The culture of democracy, like its twin the culture of peace, cannot come about by simple evolution. Hard choices have to be made, risks have to be taken, political and ethical will are at issue.
Just as the fall of Communism brings into question the historical inevitability of that system, so do the cultural and ethnic conflicts of the Balkans and other regions in Eastern Europe demonstrate that ethics, and not mere material circumstances, must guide a liberal, tolerant and pluralistic democracy.
We, in the democracies of North America and Western Europe, must not try to distill democracy into one or another feature we particularly value and insist on seeing a mirror image in another cultural setting.
Neither do I believe that it is right or proper for us to greet those emerging from the long tunnel of Stalinism or military rule or other forms of state dominance over private lives with only the free market as our incantation and test for democracy.
As Vaclav Havel recently wrote in the International Herald Tribune, one cannot force democracy to grow in the same way an impatient child pulls on a plant to make it grow.
UNESCO works in the fields of education, science, culture and communication because the founders of the United Nations system, and especially Senator Fulbright and Harry Truman, could not imagine peace surviving without democracy. And they quickly concluded that democracy could not survive and put down strong roots, without schools, teachers, scientists, artists, writers and journalists all working in or working toward a culture of democracy, a culture of civility.
That democratic culture will have to evolve within the larger culture, the esthetics, and the tastes of those who will make that democracy work in their everyday life. Democracy, as the main ingredient of daily life, as a force for equity and solidarity is not merely given. It is happening and being achieved every day by every citizen.

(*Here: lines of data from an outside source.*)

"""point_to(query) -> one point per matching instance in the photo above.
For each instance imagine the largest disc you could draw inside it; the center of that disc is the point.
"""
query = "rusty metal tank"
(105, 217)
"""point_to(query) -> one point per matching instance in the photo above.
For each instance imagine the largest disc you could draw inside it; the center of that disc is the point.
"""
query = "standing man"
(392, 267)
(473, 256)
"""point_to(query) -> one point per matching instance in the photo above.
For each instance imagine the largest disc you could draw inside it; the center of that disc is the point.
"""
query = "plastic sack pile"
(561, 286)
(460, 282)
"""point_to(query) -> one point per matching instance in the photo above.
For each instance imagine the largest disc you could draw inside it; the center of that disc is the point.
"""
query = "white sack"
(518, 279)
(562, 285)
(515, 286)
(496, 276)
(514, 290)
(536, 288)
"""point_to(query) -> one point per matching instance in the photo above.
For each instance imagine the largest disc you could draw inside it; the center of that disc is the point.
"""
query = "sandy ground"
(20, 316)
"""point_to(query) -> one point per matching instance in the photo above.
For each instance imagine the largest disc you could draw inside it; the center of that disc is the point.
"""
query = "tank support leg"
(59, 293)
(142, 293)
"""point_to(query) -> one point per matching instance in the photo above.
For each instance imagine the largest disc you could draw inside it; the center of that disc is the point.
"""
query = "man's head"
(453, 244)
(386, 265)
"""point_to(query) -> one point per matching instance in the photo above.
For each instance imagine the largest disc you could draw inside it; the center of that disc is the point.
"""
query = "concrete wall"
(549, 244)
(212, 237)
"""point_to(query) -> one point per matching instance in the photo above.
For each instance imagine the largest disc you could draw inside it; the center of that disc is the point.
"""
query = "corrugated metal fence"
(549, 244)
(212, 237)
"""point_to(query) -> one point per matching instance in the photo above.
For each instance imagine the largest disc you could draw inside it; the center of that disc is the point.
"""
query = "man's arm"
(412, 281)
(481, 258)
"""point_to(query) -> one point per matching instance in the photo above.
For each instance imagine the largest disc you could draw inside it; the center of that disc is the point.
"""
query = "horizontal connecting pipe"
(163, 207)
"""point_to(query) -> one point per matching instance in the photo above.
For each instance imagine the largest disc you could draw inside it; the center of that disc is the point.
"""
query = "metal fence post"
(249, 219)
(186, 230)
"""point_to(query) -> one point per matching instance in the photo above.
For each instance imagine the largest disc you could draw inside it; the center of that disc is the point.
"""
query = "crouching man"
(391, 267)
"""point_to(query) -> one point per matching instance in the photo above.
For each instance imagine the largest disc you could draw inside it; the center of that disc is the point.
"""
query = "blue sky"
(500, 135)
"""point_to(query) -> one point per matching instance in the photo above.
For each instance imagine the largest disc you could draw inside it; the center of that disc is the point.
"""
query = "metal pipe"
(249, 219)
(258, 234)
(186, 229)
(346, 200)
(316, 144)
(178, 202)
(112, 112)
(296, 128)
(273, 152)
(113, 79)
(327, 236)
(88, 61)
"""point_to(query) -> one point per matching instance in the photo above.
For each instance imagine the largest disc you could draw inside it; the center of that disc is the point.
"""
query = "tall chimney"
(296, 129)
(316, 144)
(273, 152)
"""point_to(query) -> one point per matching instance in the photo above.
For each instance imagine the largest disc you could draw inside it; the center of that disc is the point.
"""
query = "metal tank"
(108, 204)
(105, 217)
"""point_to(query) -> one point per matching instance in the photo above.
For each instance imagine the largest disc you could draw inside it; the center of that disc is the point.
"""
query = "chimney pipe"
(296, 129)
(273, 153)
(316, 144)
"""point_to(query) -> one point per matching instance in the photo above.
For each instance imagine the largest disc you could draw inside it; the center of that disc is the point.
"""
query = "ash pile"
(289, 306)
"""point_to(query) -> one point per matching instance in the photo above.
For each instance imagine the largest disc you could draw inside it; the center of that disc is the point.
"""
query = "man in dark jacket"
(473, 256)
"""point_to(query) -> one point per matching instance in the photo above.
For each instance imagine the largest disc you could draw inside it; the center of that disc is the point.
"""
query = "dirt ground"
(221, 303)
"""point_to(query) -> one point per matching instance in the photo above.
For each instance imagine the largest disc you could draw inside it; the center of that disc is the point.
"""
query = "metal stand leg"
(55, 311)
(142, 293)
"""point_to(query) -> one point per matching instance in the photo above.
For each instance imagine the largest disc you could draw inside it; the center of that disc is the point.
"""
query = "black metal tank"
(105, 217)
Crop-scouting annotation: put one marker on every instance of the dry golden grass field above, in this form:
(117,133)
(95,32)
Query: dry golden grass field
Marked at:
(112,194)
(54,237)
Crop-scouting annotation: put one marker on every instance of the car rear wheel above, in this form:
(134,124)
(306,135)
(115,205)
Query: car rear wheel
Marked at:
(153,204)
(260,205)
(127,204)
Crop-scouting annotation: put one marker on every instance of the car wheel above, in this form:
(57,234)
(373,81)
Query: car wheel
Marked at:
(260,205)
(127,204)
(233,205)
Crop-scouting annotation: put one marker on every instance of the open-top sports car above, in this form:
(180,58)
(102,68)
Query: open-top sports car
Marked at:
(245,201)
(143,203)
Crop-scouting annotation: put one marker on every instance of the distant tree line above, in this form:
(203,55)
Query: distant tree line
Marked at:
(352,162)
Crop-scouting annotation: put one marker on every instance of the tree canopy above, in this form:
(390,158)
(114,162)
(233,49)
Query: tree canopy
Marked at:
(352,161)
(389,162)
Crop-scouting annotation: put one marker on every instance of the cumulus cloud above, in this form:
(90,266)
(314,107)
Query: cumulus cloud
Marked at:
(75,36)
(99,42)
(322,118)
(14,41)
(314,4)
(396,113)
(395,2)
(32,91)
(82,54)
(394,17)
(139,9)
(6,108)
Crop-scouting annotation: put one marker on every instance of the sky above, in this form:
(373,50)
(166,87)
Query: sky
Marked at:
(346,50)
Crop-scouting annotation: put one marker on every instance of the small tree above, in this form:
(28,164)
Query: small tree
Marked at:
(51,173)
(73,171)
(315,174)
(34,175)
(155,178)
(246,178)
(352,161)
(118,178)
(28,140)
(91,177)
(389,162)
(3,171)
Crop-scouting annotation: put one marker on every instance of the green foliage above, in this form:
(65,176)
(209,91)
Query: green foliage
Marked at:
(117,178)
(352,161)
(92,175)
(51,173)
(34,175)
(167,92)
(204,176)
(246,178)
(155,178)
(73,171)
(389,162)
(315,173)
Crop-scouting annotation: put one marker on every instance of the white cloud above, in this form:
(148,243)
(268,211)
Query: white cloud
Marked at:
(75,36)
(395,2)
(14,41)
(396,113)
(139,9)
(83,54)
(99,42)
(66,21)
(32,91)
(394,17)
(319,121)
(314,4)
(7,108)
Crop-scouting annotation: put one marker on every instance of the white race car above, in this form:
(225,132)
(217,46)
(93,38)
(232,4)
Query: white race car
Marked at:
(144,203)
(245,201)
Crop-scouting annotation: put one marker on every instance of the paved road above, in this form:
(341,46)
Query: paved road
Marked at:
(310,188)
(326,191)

I considered these goals so important for international intellectual cooperation, that I am at this very moment establishing two commissions to think deeply and in an action-oriented way on culture and development. These are commissions chaired by former UN Secretary General Javier Perez de Cuellar and Education for the 21st Century, a commission chaired by Monsieur Jacques Delors, the president of the European Community Commission.
Mr. Chairman, ladies and gentlemen, you in this room are the women and men of the American dream. It is a dream, but also much of a reality based on tolerance and openness, classrooms and laboratories, small towns and wider worlds. You founded UNESCO, I believe, to share that dream.
The United States withdrew from UNESCO in 1984 because some felt UNESCO had departed from its original goals. Those reasons for withdrawal have not existed now for at least four years.
The U.S. General Accounting Office studied UNESCO last year and found our management, administration and budgeting systems reformed. Congressional hearings and studies by private groups like the World Press Freedom Committee have found a similar process of reform to have operated in redirecting the program and reaffirming the basic values of UNESCOs constitution.
When we are addressing the world-wide imperatives of literacy, access to knowledge, its quality, its sharing, when we pursue democracy, tolerance and inter-ethnic dialogue, when we redouble our efforts to preserve hand in hand with other United Nations institutions and non-governmental organizations, our cultural and natural heritage, we need the U.S. back.
But from my watchtower, where I see how the poorest of the poor in this world survive, I feel that you (in the U.S.) miss their presence and their voice in the world house of all cultures, to create all together a new design for the future, the future with a human face. Come to UNESCO, leaders of the professional and the scholar communities, of the Congress, of the new Administration, and see for yourselves what we have accomplished and what we are doing, what is our vision and the aims that guide our action. Thank you very much.